Spiegelleserin57 21.10.2015
2. sinnvollerweise sollte sich Herr Juncker mal..
mit Herrn Putin und Herrn Obama unterhalten wie sie die Probleme regeln wollen denn sie tragen mit dazu bei dass es überhaupt so viele Flüchtlinge gibt. Dass die EU nicht funktioniert , daras kennen wir doch schon und daran wird sich auch nichts ändern!
godfather58 21.10.2015
3. Ach hat der das auch schon gemerkt
Bei Bankenrettung ist er definiv um Lichjahre schneller.
bestrosi 21.10.2015
4. Was muss noch passieren?
Merkels Punkte waren: - Sicherung der Außengrenzen - Verteilungsschlüssel - Bekämpfung der Fluchtursachen.

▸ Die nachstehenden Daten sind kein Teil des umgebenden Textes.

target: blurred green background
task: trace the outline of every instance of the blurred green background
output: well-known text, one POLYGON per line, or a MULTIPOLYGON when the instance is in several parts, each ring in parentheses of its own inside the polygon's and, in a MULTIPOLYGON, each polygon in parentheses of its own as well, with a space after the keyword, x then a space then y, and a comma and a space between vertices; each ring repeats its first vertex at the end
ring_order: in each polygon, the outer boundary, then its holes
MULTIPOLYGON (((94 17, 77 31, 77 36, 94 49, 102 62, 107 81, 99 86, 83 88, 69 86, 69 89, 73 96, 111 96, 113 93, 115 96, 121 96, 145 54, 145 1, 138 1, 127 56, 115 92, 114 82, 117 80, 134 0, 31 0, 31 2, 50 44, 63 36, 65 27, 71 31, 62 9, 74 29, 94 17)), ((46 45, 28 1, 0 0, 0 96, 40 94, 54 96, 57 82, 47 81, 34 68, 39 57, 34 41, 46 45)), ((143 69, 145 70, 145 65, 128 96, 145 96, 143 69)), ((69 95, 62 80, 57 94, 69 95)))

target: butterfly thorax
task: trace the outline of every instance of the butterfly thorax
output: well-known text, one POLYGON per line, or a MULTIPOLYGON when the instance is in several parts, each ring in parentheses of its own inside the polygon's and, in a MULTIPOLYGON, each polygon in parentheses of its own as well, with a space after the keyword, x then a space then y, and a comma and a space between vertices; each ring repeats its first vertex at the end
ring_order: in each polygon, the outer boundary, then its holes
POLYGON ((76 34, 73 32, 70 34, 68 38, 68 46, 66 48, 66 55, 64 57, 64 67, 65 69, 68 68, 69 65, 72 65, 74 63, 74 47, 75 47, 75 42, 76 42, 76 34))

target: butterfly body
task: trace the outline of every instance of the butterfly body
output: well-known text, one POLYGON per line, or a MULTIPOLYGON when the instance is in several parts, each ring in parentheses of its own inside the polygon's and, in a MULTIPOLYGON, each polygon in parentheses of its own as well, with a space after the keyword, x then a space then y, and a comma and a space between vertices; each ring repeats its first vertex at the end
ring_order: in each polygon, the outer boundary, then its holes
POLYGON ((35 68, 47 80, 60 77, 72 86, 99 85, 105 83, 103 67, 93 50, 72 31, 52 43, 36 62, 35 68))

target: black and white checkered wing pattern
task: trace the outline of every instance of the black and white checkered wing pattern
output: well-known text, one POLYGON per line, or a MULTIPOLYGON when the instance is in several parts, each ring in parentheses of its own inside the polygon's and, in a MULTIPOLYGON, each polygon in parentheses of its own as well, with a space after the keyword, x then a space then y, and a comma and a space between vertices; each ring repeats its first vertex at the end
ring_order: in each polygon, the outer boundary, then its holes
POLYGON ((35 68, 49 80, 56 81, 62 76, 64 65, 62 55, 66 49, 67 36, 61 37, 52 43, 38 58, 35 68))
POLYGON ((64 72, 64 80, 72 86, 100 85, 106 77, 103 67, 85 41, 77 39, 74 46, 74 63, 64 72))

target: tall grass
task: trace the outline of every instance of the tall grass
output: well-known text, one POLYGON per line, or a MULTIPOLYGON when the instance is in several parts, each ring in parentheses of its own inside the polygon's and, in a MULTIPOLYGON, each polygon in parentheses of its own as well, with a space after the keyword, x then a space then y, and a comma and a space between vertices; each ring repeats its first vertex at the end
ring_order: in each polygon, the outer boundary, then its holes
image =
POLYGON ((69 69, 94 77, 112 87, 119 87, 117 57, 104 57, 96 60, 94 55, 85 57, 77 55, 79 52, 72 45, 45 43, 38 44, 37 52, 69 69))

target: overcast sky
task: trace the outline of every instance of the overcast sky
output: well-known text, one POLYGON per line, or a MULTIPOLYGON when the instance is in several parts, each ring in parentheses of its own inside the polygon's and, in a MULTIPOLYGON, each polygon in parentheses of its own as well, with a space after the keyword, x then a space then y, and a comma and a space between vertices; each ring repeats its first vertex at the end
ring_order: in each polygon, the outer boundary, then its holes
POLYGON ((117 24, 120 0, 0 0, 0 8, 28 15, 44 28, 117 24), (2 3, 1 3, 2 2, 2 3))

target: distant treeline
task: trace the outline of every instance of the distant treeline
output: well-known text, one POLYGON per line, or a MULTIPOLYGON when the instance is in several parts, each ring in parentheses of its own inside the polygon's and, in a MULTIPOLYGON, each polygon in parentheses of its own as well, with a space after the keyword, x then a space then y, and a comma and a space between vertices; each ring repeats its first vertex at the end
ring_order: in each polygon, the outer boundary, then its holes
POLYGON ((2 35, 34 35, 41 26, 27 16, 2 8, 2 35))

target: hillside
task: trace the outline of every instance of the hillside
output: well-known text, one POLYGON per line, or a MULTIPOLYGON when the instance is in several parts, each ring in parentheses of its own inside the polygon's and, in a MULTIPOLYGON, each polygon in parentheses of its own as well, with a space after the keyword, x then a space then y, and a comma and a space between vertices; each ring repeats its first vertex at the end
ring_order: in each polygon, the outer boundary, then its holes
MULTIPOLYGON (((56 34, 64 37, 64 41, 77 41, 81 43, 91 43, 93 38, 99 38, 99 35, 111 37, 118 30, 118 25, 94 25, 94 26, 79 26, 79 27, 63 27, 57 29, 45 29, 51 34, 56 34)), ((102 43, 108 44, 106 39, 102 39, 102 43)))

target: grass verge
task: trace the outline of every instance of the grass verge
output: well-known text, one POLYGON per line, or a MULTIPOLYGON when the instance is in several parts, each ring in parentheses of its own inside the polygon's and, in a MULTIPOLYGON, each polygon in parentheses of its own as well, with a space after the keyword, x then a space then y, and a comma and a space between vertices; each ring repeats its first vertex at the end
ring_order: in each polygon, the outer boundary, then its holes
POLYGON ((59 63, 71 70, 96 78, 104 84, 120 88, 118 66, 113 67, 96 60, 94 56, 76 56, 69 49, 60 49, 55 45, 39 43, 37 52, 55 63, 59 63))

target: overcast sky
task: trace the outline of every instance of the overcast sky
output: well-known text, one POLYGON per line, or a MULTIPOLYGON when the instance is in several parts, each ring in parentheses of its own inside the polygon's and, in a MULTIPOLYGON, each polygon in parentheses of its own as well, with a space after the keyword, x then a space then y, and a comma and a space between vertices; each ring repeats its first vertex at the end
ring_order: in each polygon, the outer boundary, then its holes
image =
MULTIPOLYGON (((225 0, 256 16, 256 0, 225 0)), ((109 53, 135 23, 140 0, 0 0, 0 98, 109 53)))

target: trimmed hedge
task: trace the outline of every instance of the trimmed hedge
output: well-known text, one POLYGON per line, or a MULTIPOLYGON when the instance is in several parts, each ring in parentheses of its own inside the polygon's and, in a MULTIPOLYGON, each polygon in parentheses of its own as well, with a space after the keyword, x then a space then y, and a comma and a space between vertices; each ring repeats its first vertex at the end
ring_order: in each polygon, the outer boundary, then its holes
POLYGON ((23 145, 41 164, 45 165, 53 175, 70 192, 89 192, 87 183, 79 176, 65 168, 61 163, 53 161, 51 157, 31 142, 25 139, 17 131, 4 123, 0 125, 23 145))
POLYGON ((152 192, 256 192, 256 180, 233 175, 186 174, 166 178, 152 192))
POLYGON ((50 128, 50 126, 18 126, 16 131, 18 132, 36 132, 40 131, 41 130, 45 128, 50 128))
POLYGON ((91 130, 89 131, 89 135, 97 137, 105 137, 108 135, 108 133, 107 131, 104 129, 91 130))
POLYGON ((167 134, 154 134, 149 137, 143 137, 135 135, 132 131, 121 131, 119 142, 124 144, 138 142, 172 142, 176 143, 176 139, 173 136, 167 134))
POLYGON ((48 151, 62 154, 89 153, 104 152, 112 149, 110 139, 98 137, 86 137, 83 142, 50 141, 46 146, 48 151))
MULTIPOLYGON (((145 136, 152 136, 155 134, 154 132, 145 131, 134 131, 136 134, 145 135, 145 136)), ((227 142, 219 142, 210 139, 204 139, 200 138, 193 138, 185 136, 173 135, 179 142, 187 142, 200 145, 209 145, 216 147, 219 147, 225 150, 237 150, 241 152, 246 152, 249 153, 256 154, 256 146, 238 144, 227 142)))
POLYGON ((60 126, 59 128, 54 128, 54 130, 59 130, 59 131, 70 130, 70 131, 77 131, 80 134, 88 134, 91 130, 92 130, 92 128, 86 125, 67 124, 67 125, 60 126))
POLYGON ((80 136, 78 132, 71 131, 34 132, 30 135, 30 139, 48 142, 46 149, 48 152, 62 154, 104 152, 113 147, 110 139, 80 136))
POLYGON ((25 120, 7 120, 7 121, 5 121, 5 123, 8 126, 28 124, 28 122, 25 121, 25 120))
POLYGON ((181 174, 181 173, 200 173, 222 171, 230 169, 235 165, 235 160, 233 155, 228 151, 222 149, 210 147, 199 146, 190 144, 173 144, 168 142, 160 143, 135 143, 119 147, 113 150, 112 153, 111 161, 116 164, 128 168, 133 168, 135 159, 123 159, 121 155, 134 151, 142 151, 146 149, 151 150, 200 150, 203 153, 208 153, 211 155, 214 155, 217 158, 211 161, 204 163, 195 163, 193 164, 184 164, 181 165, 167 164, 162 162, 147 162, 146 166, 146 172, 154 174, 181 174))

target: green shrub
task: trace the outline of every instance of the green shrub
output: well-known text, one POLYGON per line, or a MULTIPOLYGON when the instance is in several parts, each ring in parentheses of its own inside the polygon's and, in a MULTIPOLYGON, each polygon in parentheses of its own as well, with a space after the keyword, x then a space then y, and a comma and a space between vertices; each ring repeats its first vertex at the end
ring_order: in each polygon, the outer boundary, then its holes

Ergebnis? Null. Fortschritt? Null. Einsicht? Null.
darthmax 21.10.2015
5. Reaktion
Wie immer viel zu spät, die Menschen sind auf dem Weg und ich glaube nicht, dass wenn wir eine Rückfahrkarte erster Klasse spendieren, diese angenommen wird. Es geht also nur um Aufnahme und Fragen der Verteilung. Da sind nun einige Staaten der EG richtig bockig und die Flüchtlinge haben auch ihre Präferenzen.